By Jude Atupulazi
The Miyetti Allah Cattle Breeders’ Association, MACBAN, Southeast Zone, have debunked a report that the group is plotting a retaliatory attack on Ifite Ogwari Community following a skirmish that claimed the lives of four herders.
A group, Igbo Mandate Congress, had issued a statement which it copied to the Ohaneze Ndigbo, Pentecostal Fellowship of Nigeria and Christian Association of Nigeria; as well as the diplomatic community, alleging that Miyetti Allah was planning a retaliatory attack in Ifite-Ogwari over the killing of some of its members.
The publication titled, “Fulani vs Anambrarian: Police Arrest Ifite-Ogwari Elders as Igbo Mandate Congress Seeks Justice”, had portrayed the Fulanis as a destructive and murderous group, causing harm to the people of Ifite-Ogwari and their farms. It accused Fulanis of responsibility, for about two weeks running, for the detention of some Ifite-Ogwari leaders by the Nigeria Police, insisting that such detention was consequent upon Miyetti Allah’s insistence.

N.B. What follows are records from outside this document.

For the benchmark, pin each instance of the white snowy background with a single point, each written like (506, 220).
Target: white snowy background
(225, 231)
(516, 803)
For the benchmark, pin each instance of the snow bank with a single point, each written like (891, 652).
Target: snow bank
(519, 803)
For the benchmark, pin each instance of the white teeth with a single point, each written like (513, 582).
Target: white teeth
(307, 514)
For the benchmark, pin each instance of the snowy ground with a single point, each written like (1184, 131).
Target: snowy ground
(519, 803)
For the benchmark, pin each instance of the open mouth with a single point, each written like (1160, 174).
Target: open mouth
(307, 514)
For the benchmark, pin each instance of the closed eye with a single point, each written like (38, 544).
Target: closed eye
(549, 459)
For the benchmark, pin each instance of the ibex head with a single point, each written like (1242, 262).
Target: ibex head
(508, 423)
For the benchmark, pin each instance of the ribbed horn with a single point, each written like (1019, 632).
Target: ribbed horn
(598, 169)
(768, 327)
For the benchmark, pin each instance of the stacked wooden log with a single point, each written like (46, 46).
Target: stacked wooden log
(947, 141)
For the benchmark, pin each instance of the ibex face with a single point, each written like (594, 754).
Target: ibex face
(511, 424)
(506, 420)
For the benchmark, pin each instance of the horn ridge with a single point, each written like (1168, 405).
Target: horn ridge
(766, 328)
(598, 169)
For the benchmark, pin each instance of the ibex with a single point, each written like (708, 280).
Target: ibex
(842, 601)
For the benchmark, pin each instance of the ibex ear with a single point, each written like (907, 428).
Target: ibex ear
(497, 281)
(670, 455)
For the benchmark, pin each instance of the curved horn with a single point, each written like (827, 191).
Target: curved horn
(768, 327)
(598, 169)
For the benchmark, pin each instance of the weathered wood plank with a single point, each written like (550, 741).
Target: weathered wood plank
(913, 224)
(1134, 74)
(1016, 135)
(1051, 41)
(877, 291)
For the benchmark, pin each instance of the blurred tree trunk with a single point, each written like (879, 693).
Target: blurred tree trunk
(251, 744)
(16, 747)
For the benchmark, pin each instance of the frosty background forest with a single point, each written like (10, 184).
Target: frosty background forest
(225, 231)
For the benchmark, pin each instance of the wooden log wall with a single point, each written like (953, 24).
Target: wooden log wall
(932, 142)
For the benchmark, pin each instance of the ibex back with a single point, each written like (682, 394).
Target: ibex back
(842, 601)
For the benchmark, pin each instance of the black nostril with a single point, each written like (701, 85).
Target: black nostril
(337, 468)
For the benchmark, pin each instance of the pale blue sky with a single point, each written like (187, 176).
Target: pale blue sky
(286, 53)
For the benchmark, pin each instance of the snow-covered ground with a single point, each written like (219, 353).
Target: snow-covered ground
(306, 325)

But reacting to this in a press statement, the chairman of MACBAN, Southeast, Alhaji Giddado Siddiki, described the statement by Igbo Mandate Congress as capable of turning Anambra State into a theatre of war.
Said he, ‘It is as worrisome as their insinuation that ”the claim by Miyetti Allah leaders that they killed four herders is a subterfuge to attack the community”.’
In a press statement made available to Fides Media run by the Catholic Diocese of Awka, Alhaji Gidado Siddiki, insisted that his group was all for peaceful coexistence with their hosts.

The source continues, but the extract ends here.